Physicists from the University of Toronto say they have taken a step toward making a logic gate using single photons, something they suggest could be an essential building block of quantum computers.
While photons are said to have many advantages in quantum computing, the challenge is to get them to interact. "We've seen the effect of a single particle of light on another optical beam," said Aephraim Steinberg, a researcher at the University of Toronto's Centre for Quantum Information and Quantum Computing. "Normally, light beams pass through each other with no effect at all. To build technologies like optical quantum computers, you want your beams to talk to one another. That's never been done before using a single photon."
In their work, the researchers shot one photon at rubidium atoms cooled almost to absolute zero. The photon became 'entangled' with the atoms, which then affected the way in which the rubidium interacted with a separate optical beam. Because the photon changes the atoms' refractive index, there is a small, but measurable, 'phase shift' in the beam.
This process, says the team, could be used as an all optical quantum logic gate, allowing for inputs, information processing and outputs.

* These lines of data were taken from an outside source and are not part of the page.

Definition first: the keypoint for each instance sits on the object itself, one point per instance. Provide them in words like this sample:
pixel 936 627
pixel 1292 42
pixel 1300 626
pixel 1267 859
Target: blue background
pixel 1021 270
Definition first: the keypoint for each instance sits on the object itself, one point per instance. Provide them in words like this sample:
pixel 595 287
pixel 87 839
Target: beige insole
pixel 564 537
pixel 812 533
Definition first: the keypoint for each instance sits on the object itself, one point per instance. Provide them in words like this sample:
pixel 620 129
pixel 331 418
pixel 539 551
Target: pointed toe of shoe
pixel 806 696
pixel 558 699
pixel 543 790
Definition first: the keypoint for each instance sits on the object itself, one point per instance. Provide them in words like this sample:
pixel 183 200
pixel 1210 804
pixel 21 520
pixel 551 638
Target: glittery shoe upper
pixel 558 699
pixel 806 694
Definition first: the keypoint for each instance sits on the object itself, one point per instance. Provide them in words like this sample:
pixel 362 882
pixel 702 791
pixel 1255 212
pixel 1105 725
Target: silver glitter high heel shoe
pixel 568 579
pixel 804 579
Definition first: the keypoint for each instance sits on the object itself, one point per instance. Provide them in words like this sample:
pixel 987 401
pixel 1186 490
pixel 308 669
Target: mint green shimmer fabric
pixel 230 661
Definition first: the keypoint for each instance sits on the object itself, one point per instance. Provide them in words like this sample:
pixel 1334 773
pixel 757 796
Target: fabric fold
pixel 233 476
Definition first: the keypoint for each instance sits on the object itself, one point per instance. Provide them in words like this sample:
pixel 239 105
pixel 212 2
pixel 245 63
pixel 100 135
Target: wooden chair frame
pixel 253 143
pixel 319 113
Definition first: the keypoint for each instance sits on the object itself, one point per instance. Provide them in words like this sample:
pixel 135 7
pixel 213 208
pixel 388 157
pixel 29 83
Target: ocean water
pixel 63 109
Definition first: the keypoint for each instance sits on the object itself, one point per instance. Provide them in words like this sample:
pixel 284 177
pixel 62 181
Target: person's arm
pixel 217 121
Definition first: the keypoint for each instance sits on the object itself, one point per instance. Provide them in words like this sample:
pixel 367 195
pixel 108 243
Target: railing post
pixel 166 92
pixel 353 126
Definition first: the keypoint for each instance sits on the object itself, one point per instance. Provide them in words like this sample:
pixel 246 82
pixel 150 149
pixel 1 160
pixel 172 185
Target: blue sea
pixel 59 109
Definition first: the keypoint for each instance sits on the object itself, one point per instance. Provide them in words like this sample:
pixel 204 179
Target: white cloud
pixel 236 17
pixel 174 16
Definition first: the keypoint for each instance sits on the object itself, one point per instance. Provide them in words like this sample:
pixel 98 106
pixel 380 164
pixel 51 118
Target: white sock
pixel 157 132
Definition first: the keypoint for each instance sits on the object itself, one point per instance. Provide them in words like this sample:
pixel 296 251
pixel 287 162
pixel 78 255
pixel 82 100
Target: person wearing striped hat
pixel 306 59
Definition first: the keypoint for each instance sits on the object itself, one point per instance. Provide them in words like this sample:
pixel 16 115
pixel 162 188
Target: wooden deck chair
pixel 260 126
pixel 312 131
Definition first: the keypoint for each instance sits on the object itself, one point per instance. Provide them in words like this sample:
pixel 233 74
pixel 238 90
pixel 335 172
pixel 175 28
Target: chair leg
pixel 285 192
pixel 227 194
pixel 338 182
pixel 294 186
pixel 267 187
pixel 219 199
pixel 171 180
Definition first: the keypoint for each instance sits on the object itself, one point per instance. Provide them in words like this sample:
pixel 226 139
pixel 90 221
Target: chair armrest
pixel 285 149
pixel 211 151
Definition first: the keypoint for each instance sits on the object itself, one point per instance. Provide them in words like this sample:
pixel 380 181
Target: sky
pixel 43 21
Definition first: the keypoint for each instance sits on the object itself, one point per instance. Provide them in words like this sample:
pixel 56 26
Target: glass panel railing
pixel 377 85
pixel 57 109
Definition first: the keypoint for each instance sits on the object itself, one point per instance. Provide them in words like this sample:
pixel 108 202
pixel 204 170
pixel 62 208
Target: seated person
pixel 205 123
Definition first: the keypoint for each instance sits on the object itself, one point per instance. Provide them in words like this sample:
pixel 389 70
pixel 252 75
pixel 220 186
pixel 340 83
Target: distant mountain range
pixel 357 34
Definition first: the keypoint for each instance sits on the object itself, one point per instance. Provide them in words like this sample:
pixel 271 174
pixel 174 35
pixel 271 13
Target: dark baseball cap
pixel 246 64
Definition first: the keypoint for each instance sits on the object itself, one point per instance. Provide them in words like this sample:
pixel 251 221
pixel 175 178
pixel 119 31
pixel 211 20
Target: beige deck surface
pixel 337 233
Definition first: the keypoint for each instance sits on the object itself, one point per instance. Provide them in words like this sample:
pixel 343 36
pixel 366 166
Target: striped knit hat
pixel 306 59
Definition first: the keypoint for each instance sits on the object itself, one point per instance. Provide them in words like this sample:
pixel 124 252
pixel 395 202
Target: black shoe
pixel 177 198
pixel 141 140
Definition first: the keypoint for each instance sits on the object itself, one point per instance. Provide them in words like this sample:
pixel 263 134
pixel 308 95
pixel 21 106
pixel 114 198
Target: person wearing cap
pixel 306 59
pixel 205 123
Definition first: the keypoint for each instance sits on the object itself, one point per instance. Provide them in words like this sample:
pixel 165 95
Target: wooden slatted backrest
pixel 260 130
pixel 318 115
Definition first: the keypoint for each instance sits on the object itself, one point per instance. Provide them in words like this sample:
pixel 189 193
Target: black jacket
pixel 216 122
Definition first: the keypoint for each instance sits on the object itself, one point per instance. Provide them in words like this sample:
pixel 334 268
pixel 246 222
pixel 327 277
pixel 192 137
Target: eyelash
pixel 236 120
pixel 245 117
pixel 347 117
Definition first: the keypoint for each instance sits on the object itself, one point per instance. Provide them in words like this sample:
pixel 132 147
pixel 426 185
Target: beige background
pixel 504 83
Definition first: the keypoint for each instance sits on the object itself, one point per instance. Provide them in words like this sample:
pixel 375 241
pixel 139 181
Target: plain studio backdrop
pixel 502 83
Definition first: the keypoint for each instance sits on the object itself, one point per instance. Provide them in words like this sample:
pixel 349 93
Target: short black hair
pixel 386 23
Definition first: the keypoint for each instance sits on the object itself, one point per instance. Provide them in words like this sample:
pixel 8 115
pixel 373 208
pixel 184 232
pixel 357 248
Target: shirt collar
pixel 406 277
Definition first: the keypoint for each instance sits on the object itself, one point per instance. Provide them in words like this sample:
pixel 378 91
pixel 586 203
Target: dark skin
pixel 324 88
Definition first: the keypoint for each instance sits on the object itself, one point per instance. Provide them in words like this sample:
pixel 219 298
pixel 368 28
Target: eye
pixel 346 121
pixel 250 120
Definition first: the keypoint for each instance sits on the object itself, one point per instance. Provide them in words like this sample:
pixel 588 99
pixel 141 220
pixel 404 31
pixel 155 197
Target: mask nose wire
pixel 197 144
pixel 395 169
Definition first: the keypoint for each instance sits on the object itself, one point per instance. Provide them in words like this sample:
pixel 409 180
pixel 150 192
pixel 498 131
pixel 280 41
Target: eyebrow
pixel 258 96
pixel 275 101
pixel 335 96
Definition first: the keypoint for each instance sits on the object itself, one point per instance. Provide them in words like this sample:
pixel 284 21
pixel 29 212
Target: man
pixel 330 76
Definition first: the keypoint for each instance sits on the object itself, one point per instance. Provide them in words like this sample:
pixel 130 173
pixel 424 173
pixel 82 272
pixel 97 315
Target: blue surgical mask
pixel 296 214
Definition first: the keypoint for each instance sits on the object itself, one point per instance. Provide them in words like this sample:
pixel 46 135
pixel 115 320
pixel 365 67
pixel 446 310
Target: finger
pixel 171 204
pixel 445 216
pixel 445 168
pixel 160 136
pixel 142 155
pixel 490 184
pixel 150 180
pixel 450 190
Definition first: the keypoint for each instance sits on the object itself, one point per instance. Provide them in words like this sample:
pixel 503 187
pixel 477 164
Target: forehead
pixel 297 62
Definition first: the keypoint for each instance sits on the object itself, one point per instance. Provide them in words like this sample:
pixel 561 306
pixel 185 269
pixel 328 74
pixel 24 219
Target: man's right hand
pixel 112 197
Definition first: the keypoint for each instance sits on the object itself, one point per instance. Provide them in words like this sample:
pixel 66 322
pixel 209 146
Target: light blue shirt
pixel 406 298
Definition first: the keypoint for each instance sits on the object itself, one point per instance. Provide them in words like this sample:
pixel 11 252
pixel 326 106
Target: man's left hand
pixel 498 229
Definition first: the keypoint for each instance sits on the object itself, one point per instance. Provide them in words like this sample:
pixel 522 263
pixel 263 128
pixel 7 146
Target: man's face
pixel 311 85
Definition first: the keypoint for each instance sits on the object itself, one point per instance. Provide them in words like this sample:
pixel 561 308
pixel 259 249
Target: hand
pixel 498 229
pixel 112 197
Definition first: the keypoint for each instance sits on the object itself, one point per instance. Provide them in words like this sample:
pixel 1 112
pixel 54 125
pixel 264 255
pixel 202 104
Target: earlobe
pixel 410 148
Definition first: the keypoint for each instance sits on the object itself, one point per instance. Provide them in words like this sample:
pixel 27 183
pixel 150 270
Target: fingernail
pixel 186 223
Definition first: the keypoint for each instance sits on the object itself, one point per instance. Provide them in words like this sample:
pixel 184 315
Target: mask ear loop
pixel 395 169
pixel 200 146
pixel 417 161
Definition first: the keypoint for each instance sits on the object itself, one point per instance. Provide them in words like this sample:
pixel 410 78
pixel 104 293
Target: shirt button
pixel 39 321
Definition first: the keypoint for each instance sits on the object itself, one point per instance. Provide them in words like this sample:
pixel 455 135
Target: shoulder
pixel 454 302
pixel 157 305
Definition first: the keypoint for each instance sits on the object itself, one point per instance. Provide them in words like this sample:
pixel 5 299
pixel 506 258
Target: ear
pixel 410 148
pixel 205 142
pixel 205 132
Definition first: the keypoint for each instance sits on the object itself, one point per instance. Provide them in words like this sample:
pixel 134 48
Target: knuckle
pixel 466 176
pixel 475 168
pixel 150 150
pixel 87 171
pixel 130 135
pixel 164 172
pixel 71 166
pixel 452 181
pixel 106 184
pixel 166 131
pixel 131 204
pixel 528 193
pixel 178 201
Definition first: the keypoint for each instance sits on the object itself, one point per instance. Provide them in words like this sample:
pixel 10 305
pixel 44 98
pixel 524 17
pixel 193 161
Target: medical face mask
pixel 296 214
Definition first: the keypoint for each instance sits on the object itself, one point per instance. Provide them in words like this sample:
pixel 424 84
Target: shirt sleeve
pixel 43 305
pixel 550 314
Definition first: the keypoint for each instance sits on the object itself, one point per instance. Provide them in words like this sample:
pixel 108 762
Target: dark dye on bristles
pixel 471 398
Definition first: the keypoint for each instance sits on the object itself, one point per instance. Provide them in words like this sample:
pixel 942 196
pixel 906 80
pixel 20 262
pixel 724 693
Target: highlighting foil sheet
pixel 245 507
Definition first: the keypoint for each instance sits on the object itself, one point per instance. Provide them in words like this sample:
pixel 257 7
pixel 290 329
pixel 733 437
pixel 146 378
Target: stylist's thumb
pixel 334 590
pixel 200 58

"Quantum logic gates are the most obvious application of this advance," said Steinberg. "But being able to see these interactions is the starting page of an entirely new field of optics. Most of what light does is so well understood that you wouldn't think of it as a field of modern research. But two big exceptions are 'what happens when you deal with light one particle at a time?' and 'what happens when there are media like our cold atoms that allow different light beams to interact with each other?'"
Both questions have been studied, he saids, but never together until now.